News Commentary — July 31, 2018
The following news item is a diversion, otherwise known in intelligence jargon as a “limited hangout“; wherein a small part of the truth is admitted to distract attention from a larger reality, which for the authorities at least, is potentially dangerous.
In this case it is being reported that Manchester bomber Salman Abedi was rescued from Libya as the situation in the country deteriorated in 2014.
While this story might be partially true it helps conceal a bigger, far uglier reality. It is, in effective, a limited hangout.
What is not mentioned in the following article is the fact that Salman Abedi was a frequent visitor to Libya where his father, Ramadan had originally been an officer in Colonel Gaddafi’s intelligence. Even more significantly, it also omits to mention that Ramadan had been recruited by MI6 in 1991 in an attempt to overthrow Gaddafi.
When that failed Ramadan and his family fled to Saudi Arabia from where they were granted asylum in the UK, in part one assumes because of Ramadan’s cooperation with MI6 in the initial but failed attempt to oust Gaddafi.
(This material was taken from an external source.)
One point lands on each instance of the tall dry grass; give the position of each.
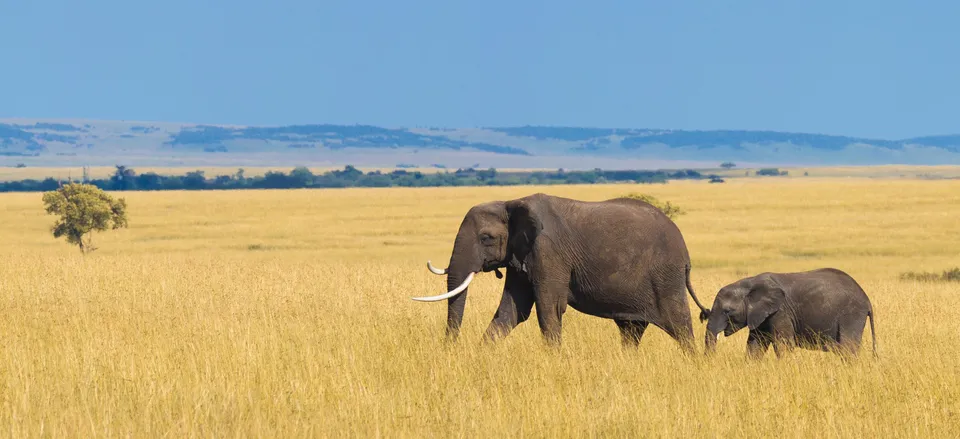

In the years that followed Salman and his brothers frequently travelled between the UK and Libya, where they had suspected links with the Libyan Islamic Fighting Group (LIFG), which was fighting to oust Gaddafi. The LIFG, which in 2011 fought alongside ISIS in Syria against forces loyal to President Assad, was covertly supported by Britain in its campaign to oust Gaddafi.
On their return from Libya Salman and his brothers would be met by MI5 officers who helped them pass through customs and immigration control.
As the Daily Mail reported in May 2017:
“Rebels living in England claim UK government let them travel to Libya to fight Gaddafi – even though they were subject to counter-terrorism orders – as investigators probe Abedi’s visits to Tripoli…
Former fighters including Libyan exiles and British-Libyan residents described how MI5 ‘sorted’ their travel
British government is said to have adopted an ‘open door’ policy for fighters willing to travel to “fight Gaddafi”
So while there may be an element of truth in the following it is being used to distract attention from the fact that British intelligence actively assisted the militants who were later responsible for the Manchester suicide bombing.
The idea seems to be to pin the blame on “migrants” and “refugees”, using them as bogeymen to divert scrutiny from MI5’s dealings with the bombers themselves.
All of which begs an even bigger question. If MI5 actively colluded with Libyan dissidents in a campaign to oust Gaddafi; what role did it have — if any — in the later Manchester suicide bombing?
The fact that the following “limited hangout” is getting widespread coverage suggests that some in UK security are working with their media friends to keep whatever really happened in the Manchester bombing hidden. Ed.
Act of betrayal: Manchester bomber was rescued by the Royal Navy from Libyan warzone and evacuated back to Britain – three years before he slaughtered 22 people at a pop concert
Larissa Brown in Tripoli, Libya — Daily Mail July 30, 2018
The Manchester suicide bomber was rescued by the Navy from war-torn Libya three years before his pop concert atrocity, the Mail reveals today.
HMS Enterprise plucked Salman Abedi, then 19, from the Libyan coast and took him to Malta for a flight home to Britain in August 2014.
Last May he set off a bomb in Manchester Arena that killed 22, including seven children.
Abedi’s younger brother, Hashem, who is in jail in Tripoli facing trial over the attack, was also rescued by HMS Enterprise.
The pair had been caught up in fighting in Libya and were among more than 100 British citizens taken to safety.
Photographs released by Ministry of Defence officials at the time showed the group being brought on board the Navy vessel.
A Whitehall source said: ‘For this man to have committed such an atrocity on UK soil after we rescued him from Libya was an act of utter betrayal.’
The revelation will enrage families who lost loved ones in Abedi’s despicable attack. It is also likely to raise fresh fears over possible intelligence failures.